Les pays en développement du Sud sont confrontés à un tournant majeur en matière de santé publique, où les défis historiques liés à la sous-nutrition sont de plus en plus aggravés par la hausse des taux de surpoids et d'obésité chez les enfants. Un cas rapporté par Japan Today le 5 septembre 2026, concernant Intan Permatasari, âgée de quatre ans — dont la prise de poids rapide l'a empêchée de porter les uniformes standard de son école maternelle — souligne à quel point les changements d'habitudes alimentaires et la prolifération d'aliments bon marché et hypercaloriques redéfinissent la santé de la petite enfance dans les sociétés à revenu faible et intermédiaire. Les économistes de la santé et les spécialistes des politiques publiques qualifient ce phénomène de double fardeau de la malnutrition, une situation dans laquelle la sous-nutrition et l'obésité coexistent au sein des mêmes communautés, familles et parfois chez les mêmes individus.
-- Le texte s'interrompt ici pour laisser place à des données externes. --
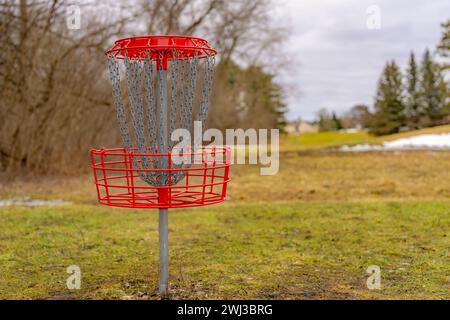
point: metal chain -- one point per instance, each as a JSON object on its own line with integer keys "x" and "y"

## Faits marquants - Japan Today a publié un reportage le 5 septembre 2026, documentant l'augmentation accélérée de l'obésité infantile dans les pays en développement à travers des études de cas individuelles, notamment celle d'Intan Permatasari, âgée de quatre ans. - À l'âge de quatre ans, Intan Permatasari ne pouvait plus porter les uniformes standard de son école maternelle en raison d'une prise de poids rapide causée par un mode d'alimentation non structuré et la consommation d'aliments hypercaloriques. - Les organisations de santé publique définissent le double fardeau de la malnutrition comme la présence simultanée de sous-nutrition (retard de croissance et émaciation) et de surpoids ou d'obésité au sein d'une même population ou d'un même foyer. - Selon les données de référence de l'Organisation mondiale de la santé (OMS), plus de 37 millions d'enfants de moins de cinq ans dans le monde étaient considérés en surpoids en 2022, les pays à revenu faible et intermédiaire enregistrant la progression la plus rapide. - Les estimations mondiales de la World Obesity Federation prévoient que plus de 4 milliards de personnes — soit plus de 50 % de la population mondiale — pourraient être touchées par le surpoids ou l'obésité d'ici 2035 si aucune mesure préventive n'est mise en œuvre.
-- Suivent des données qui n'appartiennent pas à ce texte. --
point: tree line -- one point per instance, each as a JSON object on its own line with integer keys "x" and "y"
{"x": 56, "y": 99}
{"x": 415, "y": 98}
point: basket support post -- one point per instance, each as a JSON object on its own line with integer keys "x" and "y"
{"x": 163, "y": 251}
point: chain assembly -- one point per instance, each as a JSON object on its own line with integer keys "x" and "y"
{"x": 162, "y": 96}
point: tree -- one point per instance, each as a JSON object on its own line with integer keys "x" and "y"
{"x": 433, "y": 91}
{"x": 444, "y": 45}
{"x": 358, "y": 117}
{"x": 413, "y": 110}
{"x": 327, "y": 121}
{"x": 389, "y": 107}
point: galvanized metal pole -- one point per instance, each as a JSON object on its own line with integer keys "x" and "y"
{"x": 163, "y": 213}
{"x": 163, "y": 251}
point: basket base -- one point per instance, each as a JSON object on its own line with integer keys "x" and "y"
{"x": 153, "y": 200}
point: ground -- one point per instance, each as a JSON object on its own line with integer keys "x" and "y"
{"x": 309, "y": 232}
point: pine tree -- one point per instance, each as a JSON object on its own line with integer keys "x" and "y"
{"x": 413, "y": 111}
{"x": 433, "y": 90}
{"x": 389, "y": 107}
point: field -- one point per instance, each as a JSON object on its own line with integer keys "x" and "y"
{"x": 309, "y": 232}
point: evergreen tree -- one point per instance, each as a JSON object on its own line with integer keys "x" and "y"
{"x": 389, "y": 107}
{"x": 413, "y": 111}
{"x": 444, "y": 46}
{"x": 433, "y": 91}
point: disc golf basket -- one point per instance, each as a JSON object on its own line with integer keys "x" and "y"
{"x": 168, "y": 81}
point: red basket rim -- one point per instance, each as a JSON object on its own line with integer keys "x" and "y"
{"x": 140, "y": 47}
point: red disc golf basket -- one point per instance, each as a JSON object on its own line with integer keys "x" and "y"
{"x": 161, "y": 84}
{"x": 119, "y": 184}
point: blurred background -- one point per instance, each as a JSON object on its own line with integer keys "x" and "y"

## Que s'est-il passé ? Le récit publié par Japan Today se concentre sur Intan Permatasari, quatre ans, dont la mère avait de plus en plus de mal à résister aux demandes fréquentes de nourriture de sa fille. En raison d'un grignotage continu et de l'accès à des aliments très énergétiques, Intan a connu une prise de poids rapide durant ses premières années de petite enfance. À l'âge de quatre ans, l'enfant avait dépassé toutes les tailles d'uniformes standard fournies pour sa classe de maternelle locale, ce qui a rendu nécessaires des vêtements sur mesure.
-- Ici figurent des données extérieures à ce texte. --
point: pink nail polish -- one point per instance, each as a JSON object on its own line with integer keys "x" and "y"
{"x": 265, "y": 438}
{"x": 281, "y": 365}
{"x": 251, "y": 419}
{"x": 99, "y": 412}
Ce cas individuel illustre une transformation systémique plus vaste à l'œuvre dans les régions en cours d'urbanisation rapide des pays en développement. À mesure que le développement économique accroît le pouvoir d'achat dans les régions à revenu faible et intermédiaire, les régimes alimentaires délaissent les systèmes traditionnels basés sur des céréales peu transformées, des légumineuses et des produits locaux au profit d'alimentations dominées par des produits ultra-transformés. Ces produits — souvent riches en sucres raffinés, en sodium et en graisses malsaines — sont largement distribués, font l'objet d'un marketing agressif et sont fréquemment vendus à des prix inférieurs à ceux des aliments bruts riches en nutriments.

Selon Japan Today, les comportements alimentaires des parents dans ces régions sont fréquemment influencés par des perceptions culturelles historiques liées au poids des enfants. Dans les communautés où la sous-nutrition et l'émaciation infantile étaient autrefois très répandues, un enfant enrobé a traditionnellement été perçu comme un symbole de santé, de prospérité et d'attention maternelle. Par conséquent, les parents et les éducateurs se heurtent souvent à des obstacles psychologiques et sociaux lorsqu'ils tentent de restreindre l'apport calorique ou de refuser des collations transformées et des boissons sucrées, favorisant involontairement des environnements propices à l'obésité de la petite enfance.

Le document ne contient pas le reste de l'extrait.